Each image was conceptualized for a specific colleague, mentor, student, collaborator, or intellectual partner who enriched Dr. Erik Winfree’s scientific life. Each image blends the science that an individual has advanced with some aspect of their character, or their interests and hobbies, a pet theory, or some anecdote of their time spent with Dr. Winfree.
Dr. Winfree tutored Ann in cutting edge science, and told anecdotes of his academic partners and heroes, then together they conceptualized these paintings as gifts for each one. The original series is currently on exhibit at Caltech.

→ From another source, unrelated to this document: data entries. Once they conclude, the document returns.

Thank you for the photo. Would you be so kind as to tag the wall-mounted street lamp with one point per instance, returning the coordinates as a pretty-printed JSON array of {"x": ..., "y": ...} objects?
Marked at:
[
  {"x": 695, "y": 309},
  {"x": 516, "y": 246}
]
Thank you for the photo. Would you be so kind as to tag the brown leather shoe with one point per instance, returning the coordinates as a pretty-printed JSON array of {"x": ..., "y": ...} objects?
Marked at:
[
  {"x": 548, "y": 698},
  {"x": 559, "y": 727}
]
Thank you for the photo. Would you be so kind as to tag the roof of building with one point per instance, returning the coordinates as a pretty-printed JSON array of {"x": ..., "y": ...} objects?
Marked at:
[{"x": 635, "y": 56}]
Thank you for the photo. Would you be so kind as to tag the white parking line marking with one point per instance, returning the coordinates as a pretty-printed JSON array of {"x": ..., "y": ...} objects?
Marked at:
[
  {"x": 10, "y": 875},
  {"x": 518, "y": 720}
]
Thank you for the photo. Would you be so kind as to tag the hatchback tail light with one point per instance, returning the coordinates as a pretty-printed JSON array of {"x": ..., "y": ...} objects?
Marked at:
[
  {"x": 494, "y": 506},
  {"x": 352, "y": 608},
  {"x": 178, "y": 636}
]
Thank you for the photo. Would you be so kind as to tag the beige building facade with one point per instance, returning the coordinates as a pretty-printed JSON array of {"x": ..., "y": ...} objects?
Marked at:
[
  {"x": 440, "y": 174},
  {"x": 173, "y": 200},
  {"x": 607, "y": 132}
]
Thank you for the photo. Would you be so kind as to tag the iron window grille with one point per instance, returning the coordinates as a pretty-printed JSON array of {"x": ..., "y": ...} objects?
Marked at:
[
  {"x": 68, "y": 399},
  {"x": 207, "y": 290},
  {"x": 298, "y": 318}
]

Written descriptions en Afrikaans, Español, Francais, Português
molecular programming
Using rna structures in living cells as programmable sensors and controllers for cellular behavior, scientists can design and ‘grow’ molecules and molecular structures working together to perform functions, such as within a catalytic circuit, triggered assembly, autonomous locomotion, and more. Molecular programmers study the foundations and applications of programmable molecular machinery, from theoretical models of computation based on biochemistry to the experimental design and synthesis of complex devices and systems.
SELF ASSEMBLY
Nature tends to build dynamic systems by assembling micro into macro and macro into supermacro. Self assembly is a ubiquitous natural process at the molecular scale (crystals, viruses, cytoskeletons) and macroscopic scale (dust bunnies, sand dunes, stars).
NEUROBIOLOGY
Organisms and individuals have many diverse ways of sensing, perceiving, and otherwise being aware of the world, depending upon their sensorium, be it ganglia, megnetorecepticism, echolocation, navigation, or cell memory. Humans’ nerves pervade and affect our every perception, function, response, development, and reflection. Branched protoplasmic extensions of nerve cells, dendrites, propagate electrochemical stimulation received from other neural cells, or soma.
chemistry
Chemistry is the study of elements and compounds, their properties, composition, structure, and how energy is released or absorbed when they change.
evolution
Vestiges and fundamental qualities of our earliest ancestors remain encoded within our cells today. Whether plant or animal, fungus or virus, each living thing culminates from a very long chain, bringing information from primordial times. All known life forms share a single common ancestor, a microbe believed to have embodied elementary predecessors for the machinery of modern life, still present in all cells, such as ribosomes and the genetic code. Mitochondrial DNA within human cells is the genetic signature passed from mother to child. Around 4 billion years ago Mitochondrial Eve spawned a creature whose progeny eventually became humanoid and then human.
ARTIFICIAL INTELLIGENCE
Machines can be programmed and ‘grown’ to do useful things. They could one day have a kind of consciousness, an attention capacity of their own. As yet no machine or technology compares to the complexity, efficiency, cooling capacity, or elegance of a real brain.
MATHEMATICS
Math is an ideal, a purity, useful for studying and hypothesizing messy physical realities. Good math is crucial to making controlled observations and discoveries. Objects (such as sets or functions) can be defined that are impossible to compute. In the absence of actual physical access to a problem, it can be guessed at, and even pinpointed using mathematical models. These impossible objects can provide insight and clarity about what’s possible or pragmatic.
computation
Our analog brains, and the brains of many other organisms, have a higher computational capacity and efficiency than do computers. Pattern recognition, abstractions, algorithms and decomposition are four facets of our computational awareness and thought processes.
health
Organisms are, to varying degrees, self healing. Science and technology can help organisms to heal – sometimes a lot – and can diagnose, measure, and monitor aspects of disease that organisms typically can’t observe.
scientific process
paths and passions
Science is a discipline, an endeavor, an adventure into the bizarre and unusual. Generations of scientists have refined enduring thought paths across eons, developing and building upon what their predecessors discovered and invented. Generations of scientific thinking and research have led to today’s understanding of the world around us.
synthetic biology
Synthetic biologists can modify and ‘engineer’ the chemistry-based information coded within a cells’ DNA in order to affect the outcome of the cell’s function, and its interactions with other cells. Modern technology may yield information-based synthetic chemical systems with properties and capabilities comparable to those within biological systems.
hidden realms
physics
Physicists study the properties of matter and energy in the natural world – the dynamics of heat, light and other radiation, of electricity, magnetism, and of micro and macro particles.